Red Sox third baseman Pablo Sandoval is on the disabled list for a shoulder injury but that is the least of his health issues insiders now say.

According to Sandoval’s ex-trainer, the free-agent bust is so prone to overeating that he needs a food babysitter. The trainer isn’t alone, either, as insiders say when Sandoval was with the Giants the team banned him from using room service during away games.

The trainer, Ethan Banning, the owner of Triple Threat Performance, revealed to the Boston Herald that twice he helped Sandoval shed excess pounds during two consecutive off-season winter breaks.

In fact, the trainer says he and the player — who is only in the second year of his five-year, $95 million contract — worked together far in advance of an upcoming season for fear that if team management saw him “looking like Santa” after the holiday break his salary might be in jeopardy.

“I would go pick him up at a random location, drive him to the facility so that his car wouldn’t be there, so if they dropped in they wouldn’t know he was there,” Banning told the paper. “So for about a three-week period, he had the flu — we had every excuse in the world. We were just trying to rip weight off him again. And it ballooned way out of control.”

In 2011, the trainer says, Sandoval gained 21 pounds in just 21 days putting his ability to get around the field in danger.

“I was coming in seven days a week, he was training three times a day on six days, and on Sundays he was training twice,” Banning added. “It was that bad. I mean, it got out of control.”

The trainer’s comments about the player’s weight problems are substantiated by reports revealing that when Sandoval was with the San Francisco Giants the team went to the extreme of telling hotel staff not to serve him if he tried to use room service.

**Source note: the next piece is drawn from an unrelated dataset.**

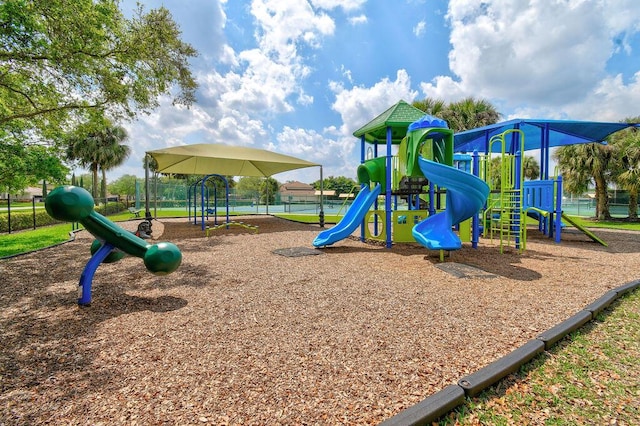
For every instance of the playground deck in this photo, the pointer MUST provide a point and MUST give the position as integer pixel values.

According to Comcast Sports Net’s Sean McAdam, Sandoval had such a problem the team went out of its way to help him prevent it.

“This is how concerned the Giants were when he played for them,” McAdam said on a recent broadcast of Boston’s Toucher and Rich, “they would make special arrangements at the hotel the Giants were staying in to not allow him to order room service. They would tell the front desk management, ‘If he calls down for room service at night after games, do not send anything to this room.’ They went to great measures to try to cut down on those eating binges, and it would only work for a time because he would find someplace to get food.”